Par un arrêt du 21 septembre 2017, la Cour de justice de l’Union européenne précise l’exonération de taxe sur la valeur ajoutée bénéficiant aux groupements autonomes.
Un groupe actif dans les services d’assurance envisage de créer des centres de services partagés au sein de plusieurs États membres pour rationaliser ses coûts. Une société sollicite l’administration fiscale nationale afin de confirmer que l’activité d’un groupement européen d’intérêt économique peut bénéficier de l’exonération prévue par le droit interne. L’autorité administrative rejette cette demande au motif que l’exonération placerait le groupement dans une position privilégiée par rapport aux concurrents opérant sur le même marché. Le tribunal administratif de voïvodie de Varsovie annule cette décision le 30 décembre 2013, considérant que les conditions de distorsion de concurrence ne sont pas réunies. Saisie en cassation, la Cour suprême administrative de Pologne décide de surseoir à statuer pour interroger la juridiction européenne sur les critères d’appréciation du risque de concurrence.

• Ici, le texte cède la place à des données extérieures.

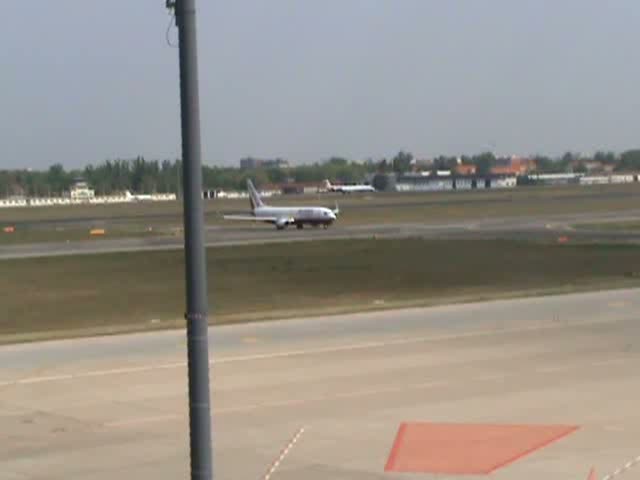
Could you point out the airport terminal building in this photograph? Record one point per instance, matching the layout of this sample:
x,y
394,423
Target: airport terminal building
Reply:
x,y
418,182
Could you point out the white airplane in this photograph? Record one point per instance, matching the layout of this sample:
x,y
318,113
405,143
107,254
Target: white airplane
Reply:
x,y
348,188
282,217
137,197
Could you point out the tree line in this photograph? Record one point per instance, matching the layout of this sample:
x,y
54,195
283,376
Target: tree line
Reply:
x,y
152,176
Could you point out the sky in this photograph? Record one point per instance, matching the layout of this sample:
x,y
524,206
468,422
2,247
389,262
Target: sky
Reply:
x,y
86,80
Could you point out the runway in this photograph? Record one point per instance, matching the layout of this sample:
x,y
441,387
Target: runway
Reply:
x,y
548,226
115,407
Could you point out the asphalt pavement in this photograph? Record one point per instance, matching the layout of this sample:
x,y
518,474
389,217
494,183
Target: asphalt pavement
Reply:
x,y
116,407
547,226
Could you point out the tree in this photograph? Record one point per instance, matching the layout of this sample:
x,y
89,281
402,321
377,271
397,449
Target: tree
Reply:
x,y
381,181
629,160
402,162
483,162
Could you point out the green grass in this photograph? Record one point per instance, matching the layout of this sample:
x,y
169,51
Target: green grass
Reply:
x,y
116,292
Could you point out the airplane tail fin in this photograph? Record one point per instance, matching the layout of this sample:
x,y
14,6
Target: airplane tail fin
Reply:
x,y
254,197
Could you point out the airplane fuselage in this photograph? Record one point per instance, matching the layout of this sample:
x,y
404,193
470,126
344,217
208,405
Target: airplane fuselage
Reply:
x,y
297,215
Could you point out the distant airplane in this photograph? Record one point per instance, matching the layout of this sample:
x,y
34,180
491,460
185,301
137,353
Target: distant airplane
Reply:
x,y
137,197
282,217
348,188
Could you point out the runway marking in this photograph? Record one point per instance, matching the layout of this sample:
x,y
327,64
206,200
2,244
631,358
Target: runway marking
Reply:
x,y
304,352
613,361
555,368
283,403
274,466
491,377
618,304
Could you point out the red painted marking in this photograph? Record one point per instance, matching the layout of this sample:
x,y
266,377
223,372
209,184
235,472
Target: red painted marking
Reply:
x,y
533,448
467,449
397,445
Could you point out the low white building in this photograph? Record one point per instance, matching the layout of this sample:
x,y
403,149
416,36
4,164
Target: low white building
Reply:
x,y
81,191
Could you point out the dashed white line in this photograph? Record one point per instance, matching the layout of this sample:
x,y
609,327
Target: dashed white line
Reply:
x,y
296,353
274,466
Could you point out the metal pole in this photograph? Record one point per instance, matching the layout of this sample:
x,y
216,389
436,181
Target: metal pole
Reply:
x,y
195,255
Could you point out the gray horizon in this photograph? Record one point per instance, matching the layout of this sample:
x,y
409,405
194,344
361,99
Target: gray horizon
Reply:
x,y
86,81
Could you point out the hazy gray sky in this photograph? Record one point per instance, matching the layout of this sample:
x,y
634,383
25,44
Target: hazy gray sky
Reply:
x,y
86,80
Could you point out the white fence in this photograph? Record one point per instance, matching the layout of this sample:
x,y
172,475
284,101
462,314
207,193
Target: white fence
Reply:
x,y
58,201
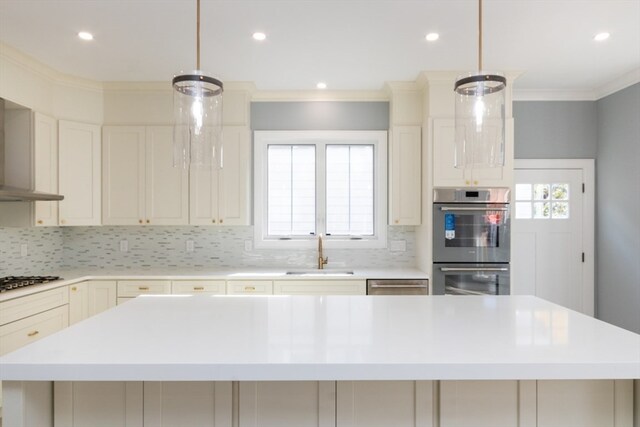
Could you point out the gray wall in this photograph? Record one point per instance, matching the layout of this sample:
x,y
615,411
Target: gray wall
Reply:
x,y
555,129
618,209
320,115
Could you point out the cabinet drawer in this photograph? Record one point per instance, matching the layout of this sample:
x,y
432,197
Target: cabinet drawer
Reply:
x,y
133,288
198,287
250,287
25,331
22,307
320,287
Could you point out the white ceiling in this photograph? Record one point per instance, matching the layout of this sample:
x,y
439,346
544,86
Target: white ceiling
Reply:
x,y
350,44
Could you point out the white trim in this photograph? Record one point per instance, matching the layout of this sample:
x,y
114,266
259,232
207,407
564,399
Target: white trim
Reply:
x,y
588,226
263,138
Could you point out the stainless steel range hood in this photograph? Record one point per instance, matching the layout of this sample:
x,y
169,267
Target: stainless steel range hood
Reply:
x,y
16,194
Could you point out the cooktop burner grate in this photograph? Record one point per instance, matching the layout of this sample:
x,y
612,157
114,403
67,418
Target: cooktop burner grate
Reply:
x,y
16,282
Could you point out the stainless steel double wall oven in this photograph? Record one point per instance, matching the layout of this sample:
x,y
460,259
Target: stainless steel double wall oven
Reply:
x,y
471,241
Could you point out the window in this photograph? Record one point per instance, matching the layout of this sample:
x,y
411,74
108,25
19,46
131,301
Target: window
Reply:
x,y
330,183
542,201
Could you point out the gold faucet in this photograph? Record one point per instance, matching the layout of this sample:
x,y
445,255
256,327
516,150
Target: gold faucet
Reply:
x,y
321,261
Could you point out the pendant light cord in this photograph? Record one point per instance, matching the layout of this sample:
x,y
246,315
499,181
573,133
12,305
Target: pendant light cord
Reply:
x,y
198,35
479,35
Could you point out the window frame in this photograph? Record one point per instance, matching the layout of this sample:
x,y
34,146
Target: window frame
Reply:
x,y
320,139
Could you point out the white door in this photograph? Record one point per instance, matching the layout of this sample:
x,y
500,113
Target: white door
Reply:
x,y
552,233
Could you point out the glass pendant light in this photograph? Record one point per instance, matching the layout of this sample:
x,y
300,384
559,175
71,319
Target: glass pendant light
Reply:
x,y
480,115
197,111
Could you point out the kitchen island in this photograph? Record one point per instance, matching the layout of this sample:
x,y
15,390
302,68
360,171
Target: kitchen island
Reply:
x,y
327,360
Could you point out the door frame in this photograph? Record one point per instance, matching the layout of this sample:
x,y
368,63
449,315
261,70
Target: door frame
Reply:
x,y
588,218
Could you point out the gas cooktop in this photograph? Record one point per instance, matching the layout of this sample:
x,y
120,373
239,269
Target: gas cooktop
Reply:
x,y
15,282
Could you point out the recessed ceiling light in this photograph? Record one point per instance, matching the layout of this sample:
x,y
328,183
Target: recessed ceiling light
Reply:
x,y
431,37
85,35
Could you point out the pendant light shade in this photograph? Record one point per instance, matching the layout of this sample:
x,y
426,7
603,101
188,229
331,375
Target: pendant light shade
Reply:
x,y
480,116
197,111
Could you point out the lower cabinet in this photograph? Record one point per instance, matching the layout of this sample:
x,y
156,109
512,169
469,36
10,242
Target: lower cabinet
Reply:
x,y
89,298
579,403
320,287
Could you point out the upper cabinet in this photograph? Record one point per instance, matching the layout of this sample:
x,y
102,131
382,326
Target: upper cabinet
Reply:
x,y
79,173
140,184
446,175
221,197
405,159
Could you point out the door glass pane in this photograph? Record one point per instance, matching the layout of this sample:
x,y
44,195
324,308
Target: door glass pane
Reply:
x,y
541,191
560,191
291,190
523,210
541,210
350,192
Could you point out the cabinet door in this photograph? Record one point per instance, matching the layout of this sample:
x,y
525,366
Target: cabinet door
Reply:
x,y
319,287
405,176
167,187
79,173
250,287
287,404
78,302
203,197
102,296
46,167
123,164
210,287
234,177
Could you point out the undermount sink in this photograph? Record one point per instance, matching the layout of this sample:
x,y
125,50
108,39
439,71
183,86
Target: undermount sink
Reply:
x,y
317,272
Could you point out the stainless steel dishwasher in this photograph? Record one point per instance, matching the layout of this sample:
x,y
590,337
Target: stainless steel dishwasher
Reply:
x,y
398,287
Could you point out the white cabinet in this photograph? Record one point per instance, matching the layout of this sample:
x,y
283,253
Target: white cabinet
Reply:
x,y
89,298
140,184
320,287
446,175
287,404
405,177
250,287
46,167
79,173
192,287
222,196
385,403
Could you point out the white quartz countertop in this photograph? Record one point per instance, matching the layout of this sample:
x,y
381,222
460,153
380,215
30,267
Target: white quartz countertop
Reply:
x,y
191,338
249,273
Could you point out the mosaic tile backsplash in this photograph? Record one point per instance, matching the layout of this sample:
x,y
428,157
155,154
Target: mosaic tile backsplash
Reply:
x,y
30,251
148,247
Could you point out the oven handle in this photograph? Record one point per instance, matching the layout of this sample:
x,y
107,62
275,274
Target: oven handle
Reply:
x,y
474,269
397,286
479,208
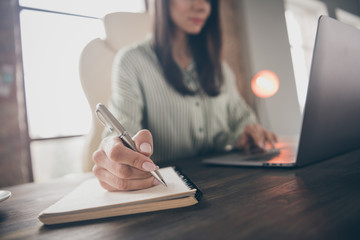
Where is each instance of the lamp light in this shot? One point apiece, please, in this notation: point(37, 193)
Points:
point(265, 84)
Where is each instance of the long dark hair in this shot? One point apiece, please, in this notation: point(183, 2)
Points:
point(205, 48)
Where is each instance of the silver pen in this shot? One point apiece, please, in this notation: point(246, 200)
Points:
point(109, 121)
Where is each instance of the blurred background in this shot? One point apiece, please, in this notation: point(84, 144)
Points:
point(45, 116)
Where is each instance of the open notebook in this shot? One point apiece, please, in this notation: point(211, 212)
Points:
point(90, 201)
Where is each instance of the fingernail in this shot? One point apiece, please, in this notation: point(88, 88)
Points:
point(145, 147)
point(148, 166)
point(155, 182)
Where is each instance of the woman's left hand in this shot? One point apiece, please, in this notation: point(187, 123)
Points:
point(255, 136)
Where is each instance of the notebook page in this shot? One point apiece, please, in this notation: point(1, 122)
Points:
point(90, 194)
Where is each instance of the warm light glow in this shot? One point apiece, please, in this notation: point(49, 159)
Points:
point(265, 84)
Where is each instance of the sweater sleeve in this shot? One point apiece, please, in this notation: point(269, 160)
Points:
point(126, 102)
point(239, 112)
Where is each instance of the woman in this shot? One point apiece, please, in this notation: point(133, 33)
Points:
point(176, 86)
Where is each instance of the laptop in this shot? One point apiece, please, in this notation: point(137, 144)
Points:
point(331, 118)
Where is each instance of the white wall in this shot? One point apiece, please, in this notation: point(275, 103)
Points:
point(269, 50)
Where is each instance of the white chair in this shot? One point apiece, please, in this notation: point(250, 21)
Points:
point(96, 65)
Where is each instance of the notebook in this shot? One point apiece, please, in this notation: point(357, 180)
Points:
point(90, 201)
point(331, 119)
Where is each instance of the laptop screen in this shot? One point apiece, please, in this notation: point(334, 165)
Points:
point(331, 123)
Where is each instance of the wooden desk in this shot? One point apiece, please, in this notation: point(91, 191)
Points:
point(320, 201)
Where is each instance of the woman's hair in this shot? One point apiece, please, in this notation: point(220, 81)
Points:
point(205, 48)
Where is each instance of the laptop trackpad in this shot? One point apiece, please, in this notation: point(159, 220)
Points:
point(241, 157)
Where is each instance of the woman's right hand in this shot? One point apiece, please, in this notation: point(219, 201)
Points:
point(118, 168)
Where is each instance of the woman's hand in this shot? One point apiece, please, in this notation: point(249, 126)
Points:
point(119, 168)
point(255, 136)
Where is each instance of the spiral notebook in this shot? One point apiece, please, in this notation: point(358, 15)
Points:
point(90, 201)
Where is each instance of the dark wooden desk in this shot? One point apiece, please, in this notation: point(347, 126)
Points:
point(320, 201)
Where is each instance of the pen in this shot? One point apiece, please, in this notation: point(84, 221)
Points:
point(108, 120)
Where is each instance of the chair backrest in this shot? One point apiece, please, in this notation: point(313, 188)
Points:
point(95, 66)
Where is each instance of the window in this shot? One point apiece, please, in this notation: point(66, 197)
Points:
point(301, 21)
point(53, 34)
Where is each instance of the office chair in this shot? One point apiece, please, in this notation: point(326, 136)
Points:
point(95, 67)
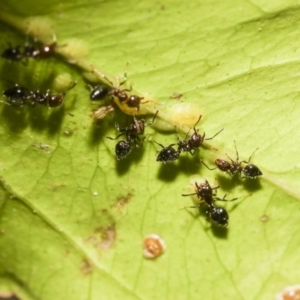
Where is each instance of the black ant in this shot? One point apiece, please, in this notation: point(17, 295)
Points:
point(193, 142)
point(206, 194)
point(16, 95)
point(167, 154)
point(19, 53)
point(132, 133)
point(12, 53)
point(44, 51)
point(123, 148)
point(99, 92)
point(250, 170)
point(48, 99)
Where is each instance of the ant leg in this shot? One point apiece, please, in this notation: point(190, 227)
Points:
point(237, 153)
point(197, 122)
point(120, 134)
point(214, 135)
point(72, 85)
point(149, 124)
point(185, 195)
point(225, 200)
point(207, 165)
point(247, 162)
point(162, 145)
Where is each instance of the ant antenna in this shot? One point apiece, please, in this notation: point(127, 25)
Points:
point(214, 135)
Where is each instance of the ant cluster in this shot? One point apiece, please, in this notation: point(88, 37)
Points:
point(18, 96)
point(208, 195)
point(22, 53)
point(189, 144)
point(134, 132)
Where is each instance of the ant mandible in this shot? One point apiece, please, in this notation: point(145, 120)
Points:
point(12, 53)
point(16, 95)
point(132, 133)
point(48, 99)
point(192, 143)
point(167, 154)
point(99, 92)
point(250, 170)
point(207, 194)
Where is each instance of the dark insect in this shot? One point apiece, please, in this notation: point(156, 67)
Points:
point(235, 167)
point(16, 95)
point(99, 92)
point(167, 154)
point(218, 215)
point(192, 143)
point(123, 148)
point(207, 194)
point(40, 52)
point(12, 53)
point(48, 99)
point(132, 133)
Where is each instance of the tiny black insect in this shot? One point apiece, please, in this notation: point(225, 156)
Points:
point(235, 167)
point(192, 143)
point(39, 52)
point(132, 133)
point(16, 95)
point(207, 194)
point(12, 53)
point(167, 154)
point(48, 99)
point(99, 92)
point(123, 148)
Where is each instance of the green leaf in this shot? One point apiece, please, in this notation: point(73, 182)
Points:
point(73, 218)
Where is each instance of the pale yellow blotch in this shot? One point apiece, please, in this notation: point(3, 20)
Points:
point(40, 28)
point(181, 115)
point(62, 82)
point(74, 49)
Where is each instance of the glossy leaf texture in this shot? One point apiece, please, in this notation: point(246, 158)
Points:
point(73, 217)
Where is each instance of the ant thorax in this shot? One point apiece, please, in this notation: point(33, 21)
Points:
point(195, 141)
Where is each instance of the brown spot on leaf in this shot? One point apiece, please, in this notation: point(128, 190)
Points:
point(264, 218)
point(121, 203)
point(107, 237)
point(176, 96)
point(86, 267)
point(290, 293)
point(153, 246)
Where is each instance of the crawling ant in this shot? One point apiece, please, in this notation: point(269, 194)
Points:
point(19, 53)
point(132, 133)
point(99, 92)
point(123, 148)
point(167, 154)
point(206, 194)
point(192, 143)
point(12, 53)
point(48, 99)
point(233, 167)
point(44, 51)
point(16, 95)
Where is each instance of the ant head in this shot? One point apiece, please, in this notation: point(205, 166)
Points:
point(218, 215)
point(123, 148)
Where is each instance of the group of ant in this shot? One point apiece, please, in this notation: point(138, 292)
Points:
point(18, 96)
point(191, 143)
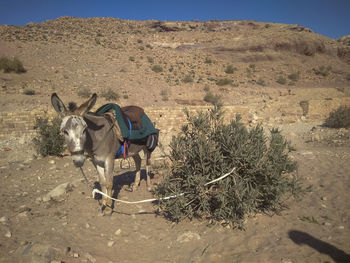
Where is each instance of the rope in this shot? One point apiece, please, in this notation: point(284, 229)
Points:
point(94, 191)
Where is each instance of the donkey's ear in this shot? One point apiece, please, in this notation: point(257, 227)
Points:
point(87, 106)
point(58, 104)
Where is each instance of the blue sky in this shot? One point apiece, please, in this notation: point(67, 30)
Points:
point(327, 17)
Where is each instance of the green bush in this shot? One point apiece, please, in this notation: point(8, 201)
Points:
point(14, 65)
point(48, 141)
point(204, 150)
point(211, 98)
point(323, 70)
point(84, 92)
point(157, 68)
point(339, 118)
point(110, 95)
point(294, 76)
point(187, 79)
point(230, 69)
point(281, 80)
point(224, 82)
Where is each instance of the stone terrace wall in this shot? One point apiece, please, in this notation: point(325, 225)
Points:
point(20, 124)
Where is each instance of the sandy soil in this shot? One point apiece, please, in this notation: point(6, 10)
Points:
point(70, 228)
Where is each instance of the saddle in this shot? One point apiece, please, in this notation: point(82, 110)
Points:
point(134, 124)
point(133, 114)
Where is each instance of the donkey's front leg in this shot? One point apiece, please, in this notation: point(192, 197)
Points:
point(106, 181)
point(137, 160)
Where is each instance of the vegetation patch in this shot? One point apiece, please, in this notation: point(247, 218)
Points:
point(230, 69)
point(224, 82)
point(211, 98)
point(110, 95)
point(339, 118)
point(157, 68)
point(323, 70)
point(11, 65)
point(49, 140)
point(281, 80)
point(206, 149)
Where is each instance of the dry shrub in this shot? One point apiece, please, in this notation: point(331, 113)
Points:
point(11, 65)
point(339, 118)
point(49, 140)
point(204, 150)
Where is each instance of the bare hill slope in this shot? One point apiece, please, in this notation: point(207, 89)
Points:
point(167, 63)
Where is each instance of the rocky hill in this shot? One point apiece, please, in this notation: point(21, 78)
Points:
point(167, 63)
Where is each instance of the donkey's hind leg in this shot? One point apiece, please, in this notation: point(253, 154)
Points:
point(148, 170)
point(137, 160)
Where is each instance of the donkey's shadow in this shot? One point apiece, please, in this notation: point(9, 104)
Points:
point(124, 179)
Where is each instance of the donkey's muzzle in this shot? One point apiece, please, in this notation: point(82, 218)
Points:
point(78, 158)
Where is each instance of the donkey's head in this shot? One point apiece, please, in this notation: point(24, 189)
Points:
point(73, 125)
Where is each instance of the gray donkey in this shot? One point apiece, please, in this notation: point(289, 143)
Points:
point(86, 132)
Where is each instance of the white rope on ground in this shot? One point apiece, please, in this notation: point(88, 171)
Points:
point(94, 191)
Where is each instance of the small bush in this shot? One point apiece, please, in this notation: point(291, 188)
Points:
point(157, 68)
point(304, 104)
point(48, 141)
point(29, 92)
point(281, 80)
point(211, 98)
point(110, 95)
point(187, 79)
point(294, 76)
point(261, 82)
point(323, 70)
point(206, 149)
point(208, 60)
point(14, 65)
point(84, 92)
point(224, 82)
point(165, 94)
point(150, 60)
point(339, 118)
point(230, 69)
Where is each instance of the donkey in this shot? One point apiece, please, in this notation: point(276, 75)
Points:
point(86, 132)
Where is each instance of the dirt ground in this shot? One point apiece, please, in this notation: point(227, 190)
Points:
point(274, 68)
point(69, 228)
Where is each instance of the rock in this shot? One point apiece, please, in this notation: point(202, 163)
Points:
point(57, 192)
point(188, 236)
point(8, 234)
point(23, 208)
point(4, 220)
point(315, 137)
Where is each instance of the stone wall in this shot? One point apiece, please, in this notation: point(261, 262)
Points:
point(170, 119)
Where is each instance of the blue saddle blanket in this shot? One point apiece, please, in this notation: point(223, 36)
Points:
point(126, 125)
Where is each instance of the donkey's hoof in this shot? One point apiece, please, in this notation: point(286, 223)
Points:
point(106, 211)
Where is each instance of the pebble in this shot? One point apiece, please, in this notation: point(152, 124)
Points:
point(8, 234)
point(188, 236)
point(4, 220)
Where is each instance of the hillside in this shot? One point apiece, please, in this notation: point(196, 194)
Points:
point(166, 63)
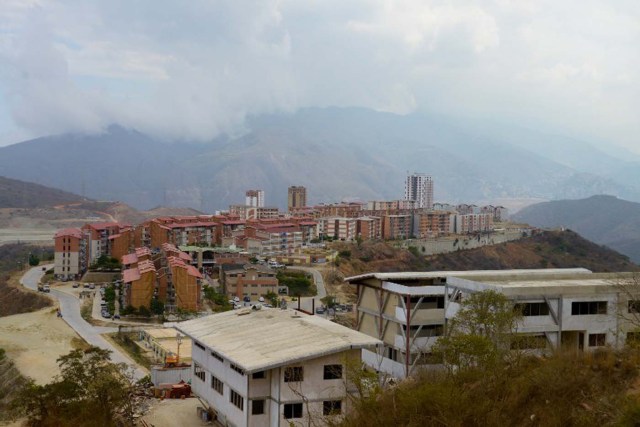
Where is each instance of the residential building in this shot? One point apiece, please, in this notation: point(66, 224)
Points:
point(139, 283)
point(272, 367)
point(419, 187)
point(435, 223)
point(296, 197)
point(339, 228)
point(98, 238)
point(70, 253)
point(254, 198)
point(397, 226)
point(569, 308)
point(249, 280)
point(473, 223)
point(369, 227)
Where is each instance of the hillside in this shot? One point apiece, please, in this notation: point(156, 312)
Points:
point(606, 220)
point(548, 249)
point(21, 194)
point(336, 152)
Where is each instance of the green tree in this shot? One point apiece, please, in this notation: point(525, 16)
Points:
point(272, 297)
point(480, 334)
point(33, 260)
point(90, 391)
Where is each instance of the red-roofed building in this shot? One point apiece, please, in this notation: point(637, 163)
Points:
point(70, 254)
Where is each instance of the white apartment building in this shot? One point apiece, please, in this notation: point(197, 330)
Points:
point(254, 198)
point(419, 187)
point(339, 228)
point(569, 308)
point(259, 367)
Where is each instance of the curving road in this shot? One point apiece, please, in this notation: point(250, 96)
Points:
point(70, 308)
point(318, 280)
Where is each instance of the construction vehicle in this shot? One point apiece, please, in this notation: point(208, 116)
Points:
point(171, 360)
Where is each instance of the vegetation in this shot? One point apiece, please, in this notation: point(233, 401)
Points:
point(89, 391)
point(552, 249)
point(489, 385)
point(272, 298)
point(105, 262)
point(298, 282)
point(127, 342)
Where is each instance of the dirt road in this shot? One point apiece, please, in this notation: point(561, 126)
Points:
point(35, 340)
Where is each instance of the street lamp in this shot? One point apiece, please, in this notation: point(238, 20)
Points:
point(179, 341)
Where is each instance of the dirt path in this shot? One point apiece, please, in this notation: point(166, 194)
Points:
point(35, 340)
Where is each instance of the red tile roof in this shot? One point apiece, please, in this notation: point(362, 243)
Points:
point(130, 275)
point(129, 259)
point(69, 232)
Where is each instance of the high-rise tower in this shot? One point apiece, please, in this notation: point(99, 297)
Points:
point(297, 197)
point(419, 187)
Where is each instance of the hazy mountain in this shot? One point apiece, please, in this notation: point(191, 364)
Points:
point(336, 153)
point(606, 220)
point(21, 194)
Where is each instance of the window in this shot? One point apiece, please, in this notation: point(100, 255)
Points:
point(633, 338)
point(532, 309)
point(217, 385)
point(597, 340)
point(236, 399)
point(293, 374)
point(590, 307)
point(198, 371)
point(292, 410)
point(257, 407)
point(528, 342)
point(332, 372)
point(429, 301)
point(331, 407)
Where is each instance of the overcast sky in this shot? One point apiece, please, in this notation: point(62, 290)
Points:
point(192, 69)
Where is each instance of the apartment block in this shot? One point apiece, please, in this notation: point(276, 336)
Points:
point(435, 223)
point(573, 309)
point(473, 223)
point(419, 187)
point(139, 284)
point(369, 227)
point(254, 198)
point(397, 226)
point(98, 235)
point(248, 280)
point(272, 367)
point(296, 197)
point(338, 228)
point(70, 253)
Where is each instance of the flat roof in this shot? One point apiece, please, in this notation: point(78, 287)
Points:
point(256, 340)
point(417, 275)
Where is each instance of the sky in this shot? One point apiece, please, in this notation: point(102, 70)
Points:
point(190, 70)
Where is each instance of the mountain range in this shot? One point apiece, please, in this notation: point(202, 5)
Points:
point(606, 220)
point(337, 153)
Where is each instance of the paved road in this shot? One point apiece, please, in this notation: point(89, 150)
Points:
point(305, 303)
point(70, 307)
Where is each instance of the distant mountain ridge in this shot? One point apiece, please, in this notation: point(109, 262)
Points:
point(21, 194)
point(336, 153)
point(603, 219)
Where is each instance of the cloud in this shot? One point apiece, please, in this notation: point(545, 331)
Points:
point(191, 70)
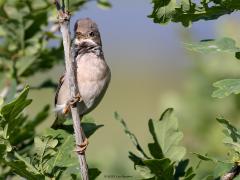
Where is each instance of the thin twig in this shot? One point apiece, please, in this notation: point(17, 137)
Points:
point(64, 18)
point(232, 173)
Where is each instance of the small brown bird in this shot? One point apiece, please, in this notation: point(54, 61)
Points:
point(92, 73)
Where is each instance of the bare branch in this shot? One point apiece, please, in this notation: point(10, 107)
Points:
point(64, 18)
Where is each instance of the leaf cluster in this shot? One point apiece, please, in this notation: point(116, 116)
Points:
point(32, 156)
point(189, 11)
point(166, 160)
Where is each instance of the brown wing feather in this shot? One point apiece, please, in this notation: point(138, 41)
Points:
point(61, 80)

La question posée consiste à savoir si l’exonération de taxe sur la valeur ajoutée s’applique aux services rendus par un groupement dont les membres exercent des activités d’assurance. La Cour répond par la négative, affirmant que cette disposition ne vise que les groupements dont les membres exercent une activité d’intérêt général mentionnée par la directive. Cette décision conduit à analyser l’interprétation téléologique de l’exonération avant d’en mesurer les conséquences temporelles pour les assujettis.
I. Une interprétation téléologique fondée sur la nature de l’activité
A. La primauté du critère de l’intérêt général
La Cour souligne que l’interprétation d’une disposition du droit de l’Union exige de tenir compte de son contexte et des objectifs poursuivis par la réglementation. L’article concerné figure au sein d’un chapitre intitulé « Exonérations en faveur de certaines activités d’intérêt général », ce qui délimite strictement le champ d’application de la mesure. La juridiction énonce que « l’intitulé indique que l’exonération prévue à ladite disposition ne vise que les groupements dont les membres exercent des activités d’intérêt général ». Le juge européen refuse ainsi de s’en tenir aux seuls termes de l’article, préférant une approche systématique qui lie l’exonération à la finalité sociale de l’activité.
B. L’exclusion manifeste du secteur de l’assurance
La directive opère une distinction nette entre les activités d’intérêt général et les autres activités exonérées, telles que les opérations d’assurance et de réassurance. La Cour précise que les prestations contribuant à l’exercice d’activités ne relevant pas de l’intérêt général ne sauraient bénéficier de ce régime de faveur spécifique. L’économie générale impose que « les services fournis par des groupements dont les membres sont actifs dans le domaine des assurances ne relèvent pas de cette exonération ». Cette solution garantit une interprétation stricte des dérogations au principe de perception de la taxe sur chaque prestation effectuée à titre onéreux par un assujetti.
II. Un encadrement rigoureux des effets de la solution juridique
A. La remise en cause des pratiques nationales antérieures
La Cour admet que son interprétation s’écarte de la lecture faite par certains États membres, lesquels exonéraient jusqu’alors les groupements constitués par des compagnies d’assurance. Ce revirement de perspective pourrait fragiliser les structures de services partagés mises en place par de nombreux acteurs économiques du secteur financier au sein du marché intérieur. Toutefois, la juridiction rappelle que l’objectif de la règle est d’éviter les surcoûts pour les seules activités sociales, éducatives ou médicales expressément visées par le législateur européen.
B. La préservation de la sécurité juridique des assujettis
Le juge européen limite l’impact de sa décision en interdisant aux autorités nationales de rouvrir des périodes fiscales définitivement clôturées sur le seul fondement de cet arrêt. Le principe de sécurité juridique s’oppose à ce qu’une interprétation nouvelle serve de fondement à une remise en cause rétroactive des situations juridiques acquises par les contribuables. Enfin, la Cour précise qu’une directive ne peut pas créer d’obligations par elle-même à l’égard d’un particulier sans une transposition correcte et fidèle en droit interne. Cette protection des assujettis tempère la rigueur de la solution retenue, tout en assurant une application uniforme et cohérente du système commun de taxe sur la valeur ajoutée.